Your hairline goes as far back as the cavemen. Your forehead is also as deep as the cave.
People on 1912: This ship is unsinkable, even God himself couldn’t destroy it.
God: Ok, bet, where’s my icebergs?
No one:
Nothing:
Not a single f***ing soul:
Spanish Empire: DING DONG YOUR RELIGION IS WRONG!
What was the most useful tool in the 17th century?
Slaves.
American people: We will throw your teabags in the ocean!
British: At least our towers didn’t fall. 😎
The man fired from the World Trade Center on September 10.
That is just plain wrong.
What did the hijackers say when they crashed into the Twin Towers?
"Jenga!"
Yo mama's so old, she was a waitress at the Last Supper.
What did Jesus say when he was left hanging on the cross?

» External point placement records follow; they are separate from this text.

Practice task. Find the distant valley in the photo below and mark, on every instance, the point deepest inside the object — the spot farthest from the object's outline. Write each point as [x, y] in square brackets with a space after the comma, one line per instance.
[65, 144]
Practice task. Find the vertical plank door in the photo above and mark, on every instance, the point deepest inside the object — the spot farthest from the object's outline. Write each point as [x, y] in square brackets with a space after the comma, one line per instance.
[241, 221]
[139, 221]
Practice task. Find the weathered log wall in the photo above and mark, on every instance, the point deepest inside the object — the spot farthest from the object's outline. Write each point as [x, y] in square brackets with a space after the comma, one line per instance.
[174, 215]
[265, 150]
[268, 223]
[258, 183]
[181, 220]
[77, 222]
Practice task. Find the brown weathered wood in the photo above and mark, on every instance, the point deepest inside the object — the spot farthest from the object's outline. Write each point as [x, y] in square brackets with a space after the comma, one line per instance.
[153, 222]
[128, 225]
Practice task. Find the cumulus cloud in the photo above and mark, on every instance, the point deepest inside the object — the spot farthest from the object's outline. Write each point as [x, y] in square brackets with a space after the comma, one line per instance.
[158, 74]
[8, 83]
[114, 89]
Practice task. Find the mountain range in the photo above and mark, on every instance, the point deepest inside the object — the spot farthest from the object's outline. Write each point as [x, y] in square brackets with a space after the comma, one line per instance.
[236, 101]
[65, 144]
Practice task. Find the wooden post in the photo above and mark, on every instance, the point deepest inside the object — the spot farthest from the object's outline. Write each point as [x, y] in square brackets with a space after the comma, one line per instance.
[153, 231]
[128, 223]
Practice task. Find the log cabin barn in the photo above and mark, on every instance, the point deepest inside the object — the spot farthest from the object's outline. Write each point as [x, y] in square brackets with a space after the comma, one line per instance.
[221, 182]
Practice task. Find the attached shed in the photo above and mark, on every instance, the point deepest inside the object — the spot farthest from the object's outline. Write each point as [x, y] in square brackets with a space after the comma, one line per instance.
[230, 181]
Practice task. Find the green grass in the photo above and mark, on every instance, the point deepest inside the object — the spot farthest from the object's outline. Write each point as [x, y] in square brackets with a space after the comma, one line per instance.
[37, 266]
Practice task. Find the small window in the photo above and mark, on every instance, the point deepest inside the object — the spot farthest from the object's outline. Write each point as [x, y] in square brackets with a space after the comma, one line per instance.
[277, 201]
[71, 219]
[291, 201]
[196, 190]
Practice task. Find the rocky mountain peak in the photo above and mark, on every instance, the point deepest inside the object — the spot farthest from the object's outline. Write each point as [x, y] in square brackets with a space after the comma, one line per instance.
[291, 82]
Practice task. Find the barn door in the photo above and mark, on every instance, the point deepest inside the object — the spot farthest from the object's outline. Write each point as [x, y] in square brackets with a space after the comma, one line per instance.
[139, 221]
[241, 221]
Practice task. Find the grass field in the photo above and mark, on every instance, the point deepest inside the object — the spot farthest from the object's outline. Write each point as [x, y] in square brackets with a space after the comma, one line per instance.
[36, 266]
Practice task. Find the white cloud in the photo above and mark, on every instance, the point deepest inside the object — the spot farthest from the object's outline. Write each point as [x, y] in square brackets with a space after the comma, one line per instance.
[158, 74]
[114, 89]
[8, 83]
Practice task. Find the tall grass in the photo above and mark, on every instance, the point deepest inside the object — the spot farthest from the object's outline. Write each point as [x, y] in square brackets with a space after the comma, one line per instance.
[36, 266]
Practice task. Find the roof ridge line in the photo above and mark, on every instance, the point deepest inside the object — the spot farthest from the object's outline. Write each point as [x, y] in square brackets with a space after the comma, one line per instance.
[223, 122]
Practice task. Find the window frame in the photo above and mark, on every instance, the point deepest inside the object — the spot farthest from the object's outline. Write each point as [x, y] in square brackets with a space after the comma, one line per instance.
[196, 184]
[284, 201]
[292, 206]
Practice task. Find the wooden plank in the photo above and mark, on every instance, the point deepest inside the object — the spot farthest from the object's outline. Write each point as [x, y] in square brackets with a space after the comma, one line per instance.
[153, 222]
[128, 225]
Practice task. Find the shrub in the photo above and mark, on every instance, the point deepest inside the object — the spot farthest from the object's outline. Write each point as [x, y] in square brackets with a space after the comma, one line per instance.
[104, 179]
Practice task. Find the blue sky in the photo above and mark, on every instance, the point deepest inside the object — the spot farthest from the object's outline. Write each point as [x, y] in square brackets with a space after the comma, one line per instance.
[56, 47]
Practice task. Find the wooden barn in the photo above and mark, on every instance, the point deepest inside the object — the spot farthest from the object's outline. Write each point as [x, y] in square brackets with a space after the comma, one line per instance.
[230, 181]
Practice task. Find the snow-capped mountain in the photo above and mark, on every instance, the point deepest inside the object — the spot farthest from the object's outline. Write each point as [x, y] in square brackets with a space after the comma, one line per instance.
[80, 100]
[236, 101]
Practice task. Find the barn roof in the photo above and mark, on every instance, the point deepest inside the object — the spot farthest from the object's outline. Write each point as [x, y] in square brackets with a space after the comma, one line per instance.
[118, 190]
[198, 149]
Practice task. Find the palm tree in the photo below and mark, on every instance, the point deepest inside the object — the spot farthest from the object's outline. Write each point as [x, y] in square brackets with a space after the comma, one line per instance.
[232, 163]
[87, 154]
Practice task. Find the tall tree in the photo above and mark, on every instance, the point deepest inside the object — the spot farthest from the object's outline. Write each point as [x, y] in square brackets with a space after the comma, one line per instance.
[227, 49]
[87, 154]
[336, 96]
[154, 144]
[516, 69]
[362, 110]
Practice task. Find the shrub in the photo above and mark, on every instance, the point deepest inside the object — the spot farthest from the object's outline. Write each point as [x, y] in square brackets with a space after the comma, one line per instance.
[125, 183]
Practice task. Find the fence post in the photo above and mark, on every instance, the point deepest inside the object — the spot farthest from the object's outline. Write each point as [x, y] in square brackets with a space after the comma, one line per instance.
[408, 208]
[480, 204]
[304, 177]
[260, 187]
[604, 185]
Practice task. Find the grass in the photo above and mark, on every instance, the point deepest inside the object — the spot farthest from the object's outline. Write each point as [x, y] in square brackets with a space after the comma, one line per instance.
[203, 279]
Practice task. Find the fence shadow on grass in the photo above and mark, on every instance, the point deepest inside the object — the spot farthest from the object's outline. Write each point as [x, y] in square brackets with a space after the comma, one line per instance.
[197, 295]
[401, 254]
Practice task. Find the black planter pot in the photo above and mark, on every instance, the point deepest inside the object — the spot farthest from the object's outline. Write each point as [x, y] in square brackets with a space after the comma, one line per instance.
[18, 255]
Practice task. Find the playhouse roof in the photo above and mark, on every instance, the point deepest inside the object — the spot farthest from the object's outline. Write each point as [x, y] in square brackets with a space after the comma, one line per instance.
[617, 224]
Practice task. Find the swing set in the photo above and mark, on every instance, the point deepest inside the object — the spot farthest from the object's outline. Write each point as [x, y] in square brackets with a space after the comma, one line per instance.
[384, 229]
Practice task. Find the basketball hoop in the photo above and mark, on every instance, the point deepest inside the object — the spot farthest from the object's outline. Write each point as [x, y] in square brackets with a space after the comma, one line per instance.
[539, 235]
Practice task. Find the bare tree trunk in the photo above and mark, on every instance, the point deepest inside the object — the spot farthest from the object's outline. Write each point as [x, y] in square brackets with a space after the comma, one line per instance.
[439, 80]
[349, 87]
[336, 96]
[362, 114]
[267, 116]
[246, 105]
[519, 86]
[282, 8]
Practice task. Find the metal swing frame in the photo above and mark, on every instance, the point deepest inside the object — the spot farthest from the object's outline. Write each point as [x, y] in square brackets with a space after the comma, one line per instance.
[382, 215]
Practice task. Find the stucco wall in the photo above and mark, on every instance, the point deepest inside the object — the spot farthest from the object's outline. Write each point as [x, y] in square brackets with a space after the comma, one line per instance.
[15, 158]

"Well this is one hell of a way to spend my Easter vacation!"
My phone is just like the Twin Towers; they got put in airplane mode.
JFK and Abe Lincoln were some of the most open-minded presidents ever.
Kris looks like a Neanderthal. The only difference is that Neanderthals serve a purpose in HUMAN HISTORY.
Why did Hitler keep on f***ing England?
Because it had a Great Booty!
White people: *come to America, meet natives and take food, kill them, rape them, and enslave them.*
Natives: Can y-
White people: Hey, you remember all that horrible sh*t we did to you? Let's have a good laugh about it over dinner with your buddies and my new wives.
What do you call a war dodo named Bob in WW2 and he came from Mars?
Bruno Mars.
...
What's tall, has a twin, and is in Manhattan?
Nothing, Bin Laden destroyed them all.
What's a snake's favorite subject?
Well, there are two: hisss-tory, but some prefer maths; those weirdos are adders.
And the children of Israel wandered round the desert for 40 years, until eventually Moses' wife said, "Are you going to ask for directions, or what?"
I would tell you a joke about 9/11, but it would come crashing down on you.